Alexander recordaba con cariño a la hermana de su padre. La mujer lo adoraba, pero había dejado de hablarse con Harold tras una desagradable disputa sobre el incierto futuro que esperaba al niño en la Unión Soviética.

– Dos cosas, mamá -dijo Alexander-: el mes que viene cumpliré diecisiete años, y cuando cumplí los dieciséis me alisté en el Ejército Rojo. ¿Lo recuerdas? El servicio militar obligatorio… Al alistarme pasé a ser ciudadano soviético. Tengo un pasaporte interior que lo atestigua.

– El consulado no tiene por qué saberlo.

– Seguro que ya lo saben. Es su trabajo saber esas cosas. Y la segunda cosa es… -A Alexander le tembló la voz-. No puedo marcharme sin despedirme de mi padre.

– Escríbele una carta.

Alexander, con el corazón en un puño, hizo lo que le ordenaba su madre. Sacó el libro de Pushkin de la biblioteca y dejó escrita una carta para su padre. El trayecto en tren era largo; tuvo doce horas para reflexionar. No sabía cómo su madre había conseguido aguantar tanto tiempo sin una copa. A Jane le temblaban las manos cuando llegaron a la Estación de Leningrado en Moscú. Era de noche y los dos estaban cansados y hambrientos. No tenían ningún sitio donde dormir. No tenían comida. Era una noche de finales de abril no demasiado fría y terminaron durmiendo en un banco del parque Gorki. Alexander se acordó de cuando jugaba al hockey con sus amigos. Recuerdos agridulces que se le agolpaban en la mente y le hacían sentir un nudo en la garganta.

– Necesito una copa, Alexander -susurró Jane-. Necesito una copa para poder seguir viviendo. Quédate aquí, enseguida vuelvo.
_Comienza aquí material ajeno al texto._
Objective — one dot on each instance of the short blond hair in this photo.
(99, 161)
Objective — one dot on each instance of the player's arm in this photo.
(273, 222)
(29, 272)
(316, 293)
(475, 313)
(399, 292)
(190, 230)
– Madre -dijo Alexander, y la contuvo con mano firme-. Si te vas, me voy directo a la estación y cojo el próximo tren que vuelva a Leningrado.

Jane emitió un hondo suspiro, se acercó a Alexander y le hizo un gesto para que apoyara la cabeza en su regazo.

– Túmbate y duerme un poco. Mañana nos espera un día largo.

Alexander apoyó la cabeza en el hombro de su madre y se quedó dormido.

A la mañana siguiente, a las ocho en punto, estaban en la puerta de la embajada. Tuvieron que esperar una hora hasta que un centinela apareció al otro lado de la verja y les dijo que no podían pasar. Jane se presentó y le dio una carta en la que explicaba la situación de su hijo. Aguardaron impacientes dos horas más, hasta que el centinela volvió a llamarlos y les dijo que el cónsul no podía ayudarlos. Jane le suplicó que la dejase entrar para hablar cinco minutos con el cónsul. El centinela movió la cabeza y aseguró que no podía hacer nada. Jane levantó la mano para pegarle y Alexander tuvo que contenerla. Al final la soltó y trató de convencer al centinela.